今年3月末で長く所属していた「かばん」を抜けたことで、短歌に限らず「書く」ことが好きだということに気づいた。というか、元からわかっていたのだと思う。
抜けた、というのは感覚的に表すと「放牧」がはじまるイメージだ。器用な方はどこかに所属されていても、自由自在に活躍されている(「かばん」大先輩の穂村弘さんや東直子さん等はそうだろう)のだが、わたしは所属を尋ねられるたびに、「かばん」と言うのをいつしかやめてしまっていた。言わないことで、俳句を始めたり、詩作をしたり、小説めいたものを書いたりしていくなかで、とうとうほんとうの「放牧民」になった気がしていた。
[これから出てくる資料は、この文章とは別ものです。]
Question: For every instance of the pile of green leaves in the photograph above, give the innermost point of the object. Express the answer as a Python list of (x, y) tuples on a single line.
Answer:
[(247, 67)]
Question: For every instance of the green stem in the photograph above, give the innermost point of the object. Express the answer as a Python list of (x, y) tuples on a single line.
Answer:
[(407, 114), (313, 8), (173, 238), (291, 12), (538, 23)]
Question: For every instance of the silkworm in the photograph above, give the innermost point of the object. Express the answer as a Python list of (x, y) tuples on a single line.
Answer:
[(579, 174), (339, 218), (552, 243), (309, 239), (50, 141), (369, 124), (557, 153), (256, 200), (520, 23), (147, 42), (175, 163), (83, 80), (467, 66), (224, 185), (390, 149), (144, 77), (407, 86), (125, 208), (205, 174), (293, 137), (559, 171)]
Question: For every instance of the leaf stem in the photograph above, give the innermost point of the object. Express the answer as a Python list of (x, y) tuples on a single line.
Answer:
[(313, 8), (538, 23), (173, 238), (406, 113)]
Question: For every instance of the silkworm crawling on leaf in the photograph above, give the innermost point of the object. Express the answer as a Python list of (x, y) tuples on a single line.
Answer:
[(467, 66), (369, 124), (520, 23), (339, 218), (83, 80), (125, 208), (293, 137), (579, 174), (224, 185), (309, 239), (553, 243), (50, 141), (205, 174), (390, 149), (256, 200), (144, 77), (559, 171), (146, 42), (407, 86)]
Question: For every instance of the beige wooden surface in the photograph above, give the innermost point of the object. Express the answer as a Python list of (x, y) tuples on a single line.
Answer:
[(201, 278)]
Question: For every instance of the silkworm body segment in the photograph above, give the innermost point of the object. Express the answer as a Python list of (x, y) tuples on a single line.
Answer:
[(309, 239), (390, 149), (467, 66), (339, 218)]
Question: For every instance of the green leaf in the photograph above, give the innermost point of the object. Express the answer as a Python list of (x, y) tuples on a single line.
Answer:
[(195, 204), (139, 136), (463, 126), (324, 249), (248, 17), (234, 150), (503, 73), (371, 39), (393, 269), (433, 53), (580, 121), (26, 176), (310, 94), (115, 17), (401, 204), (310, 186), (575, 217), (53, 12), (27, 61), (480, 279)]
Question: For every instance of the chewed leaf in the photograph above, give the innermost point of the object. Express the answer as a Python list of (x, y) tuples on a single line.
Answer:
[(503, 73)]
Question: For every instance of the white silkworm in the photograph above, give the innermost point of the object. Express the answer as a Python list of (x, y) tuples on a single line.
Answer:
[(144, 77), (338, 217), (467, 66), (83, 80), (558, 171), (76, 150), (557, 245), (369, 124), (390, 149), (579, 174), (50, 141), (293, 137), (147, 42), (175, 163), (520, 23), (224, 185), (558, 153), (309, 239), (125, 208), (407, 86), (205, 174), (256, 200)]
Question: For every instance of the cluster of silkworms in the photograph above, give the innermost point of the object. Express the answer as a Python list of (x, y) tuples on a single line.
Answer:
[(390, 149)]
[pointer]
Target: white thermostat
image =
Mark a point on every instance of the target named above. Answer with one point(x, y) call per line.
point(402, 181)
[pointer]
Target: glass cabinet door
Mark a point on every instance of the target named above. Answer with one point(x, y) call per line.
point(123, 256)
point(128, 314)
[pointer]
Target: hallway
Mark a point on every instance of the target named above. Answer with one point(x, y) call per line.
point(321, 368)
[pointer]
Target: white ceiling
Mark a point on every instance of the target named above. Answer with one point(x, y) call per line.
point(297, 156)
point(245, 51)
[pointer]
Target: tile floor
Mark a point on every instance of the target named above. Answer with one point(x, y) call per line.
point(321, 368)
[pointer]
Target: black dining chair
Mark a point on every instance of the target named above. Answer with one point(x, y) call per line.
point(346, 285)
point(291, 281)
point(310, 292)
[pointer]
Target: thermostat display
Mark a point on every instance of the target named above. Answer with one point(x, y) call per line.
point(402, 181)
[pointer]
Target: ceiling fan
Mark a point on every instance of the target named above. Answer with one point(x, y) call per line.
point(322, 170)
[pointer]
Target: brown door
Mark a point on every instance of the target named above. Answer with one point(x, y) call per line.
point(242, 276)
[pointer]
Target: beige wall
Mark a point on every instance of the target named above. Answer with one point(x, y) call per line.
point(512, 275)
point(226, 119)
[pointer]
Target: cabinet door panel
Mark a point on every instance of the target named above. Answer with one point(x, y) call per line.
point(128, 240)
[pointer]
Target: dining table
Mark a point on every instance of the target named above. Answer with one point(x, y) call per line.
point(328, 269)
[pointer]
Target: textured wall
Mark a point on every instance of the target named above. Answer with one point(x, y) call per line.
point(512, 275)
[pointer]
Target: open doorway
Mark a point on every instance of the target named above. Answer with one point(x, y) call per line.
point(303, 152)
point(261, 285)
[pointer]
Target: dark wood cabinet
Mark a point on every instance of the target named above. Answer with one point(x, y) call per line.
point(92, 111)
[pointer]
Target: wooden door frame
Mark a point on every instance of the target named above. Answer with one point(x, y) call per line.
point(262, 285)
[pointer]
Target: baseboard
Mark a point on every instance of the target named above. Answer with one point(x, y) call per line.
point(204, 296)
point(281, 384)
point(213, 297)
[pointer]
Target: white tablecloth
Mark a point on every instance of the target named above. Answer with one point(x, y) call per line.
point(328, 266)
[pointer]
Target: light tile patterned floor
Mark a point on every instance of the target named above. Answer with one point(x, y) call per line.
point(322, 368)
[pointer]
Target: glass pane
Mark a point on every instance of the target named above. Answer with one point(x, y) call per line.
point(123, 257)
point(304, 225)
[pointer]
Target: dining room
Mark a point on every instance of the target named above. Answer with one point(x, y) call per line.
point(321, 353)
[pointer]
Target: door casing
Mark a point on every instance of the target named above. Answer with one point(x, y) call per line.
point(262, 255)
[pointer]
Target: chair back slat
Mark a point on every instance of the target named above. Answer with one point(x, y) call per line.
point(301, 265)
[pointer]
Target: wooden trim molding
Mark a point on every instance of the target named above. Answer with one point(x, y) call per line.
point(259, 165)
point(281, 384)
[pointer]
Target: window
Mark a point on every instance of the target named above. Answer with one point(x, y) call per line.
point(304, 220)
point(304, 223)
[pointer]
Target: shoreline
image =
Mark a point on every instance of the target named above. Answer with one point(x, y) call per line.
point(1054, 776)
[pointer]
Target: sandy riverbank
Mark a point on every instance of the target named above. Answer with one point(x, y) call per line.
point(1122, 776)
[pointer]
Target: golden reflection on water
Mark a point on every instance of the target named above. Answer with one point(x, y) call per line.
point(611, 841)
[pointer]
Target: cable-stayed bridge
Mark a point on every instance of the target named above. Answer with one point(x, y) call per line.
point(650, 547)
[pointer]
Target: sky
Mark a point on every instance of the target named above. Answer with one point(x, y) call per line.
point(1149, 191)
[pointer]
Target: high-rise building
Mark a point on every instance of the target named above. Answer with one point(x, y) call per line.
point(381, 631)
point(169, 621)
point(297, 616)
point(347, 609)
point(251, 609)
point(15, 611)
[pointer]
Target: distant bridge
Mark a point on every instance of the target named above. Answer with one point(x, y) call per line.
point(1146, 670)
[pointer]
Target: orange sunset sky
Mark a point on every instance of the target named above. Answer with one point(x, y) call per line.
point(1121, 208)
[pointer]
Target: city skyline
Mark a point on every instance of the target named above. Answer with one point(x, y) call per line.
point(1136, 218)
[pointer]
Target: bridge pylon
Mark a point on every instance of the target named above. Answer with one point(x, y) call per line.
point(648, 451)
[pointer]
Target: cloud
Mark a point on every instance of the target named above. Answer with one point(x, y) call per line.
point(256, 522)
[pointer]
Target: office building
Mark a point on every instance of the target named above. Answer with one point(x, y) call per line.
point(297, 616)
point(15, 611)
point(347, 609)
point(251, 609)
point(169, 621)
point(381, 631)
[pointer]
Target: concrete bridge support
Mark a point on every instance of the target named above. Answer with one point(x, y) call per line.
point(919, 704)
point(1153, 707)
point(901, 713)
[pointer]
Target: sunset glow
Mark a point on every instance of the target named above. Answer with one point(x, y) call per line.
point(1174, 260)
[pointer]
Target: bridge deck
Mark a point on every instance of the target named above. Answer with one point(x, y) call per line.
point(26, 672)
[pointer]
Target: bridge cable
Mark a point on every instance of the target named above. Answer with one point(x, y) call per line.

そういうわけで春からは、俳句も詩も散文も気もちの赴くままに書き散らかしている
この「放牧」のおかげで、実に快適であることを手に入れると同時に、いかに自身が自立していなければいけないか、ということもセットで請け負った。
自立心に関しては、月一の東桜歌会と時折の新聞歌壇への投稿で保てる自信もあった。けれども、プロの物書きでない以上、「放牧民」には「日常」がつるんといとも簡単に入り込んできて、優先順位は今まで以上に「日常」となることが増える。
ああ、そういうことね。
まるで安倍公房の「砂の女」だ。
砂の中にいることと壁に遮られていることと、どちらにいようが「自由」は限りなく遠い。
自由とは、書き散らすだけではないということだった。
で。
「かばん」と同じくらい自由(そうに見えて
)、「かばん」よりも人生の大先輩方がお揃い(と見えた
)の中部日本歌人会に6月から入会させていただくことに決めた。
書き散らす中にも秩序を持っていたいのと、それにも増して学びたい、という気もちがある。
歌を、というよりも歌を長く嗜んでいらっしゃる、歌人様たちの生きざま?みたいなものを見たいと思うのだ。いまはどちらかというと、俳句に傾倒しているけれど、この経験が俳句にも影響を与えるといいなぁと思う。
6月25日までと末日までの自由詠の締め切りがあるのだが、「日常」とどのように折り合いをつけて作歌に取り組んでいこうかと模索している。今日から暫くのあいだわが家に居候がひとり増えるので、不安
でしかないけれど。
昨日より今日のわたしがうれしいように。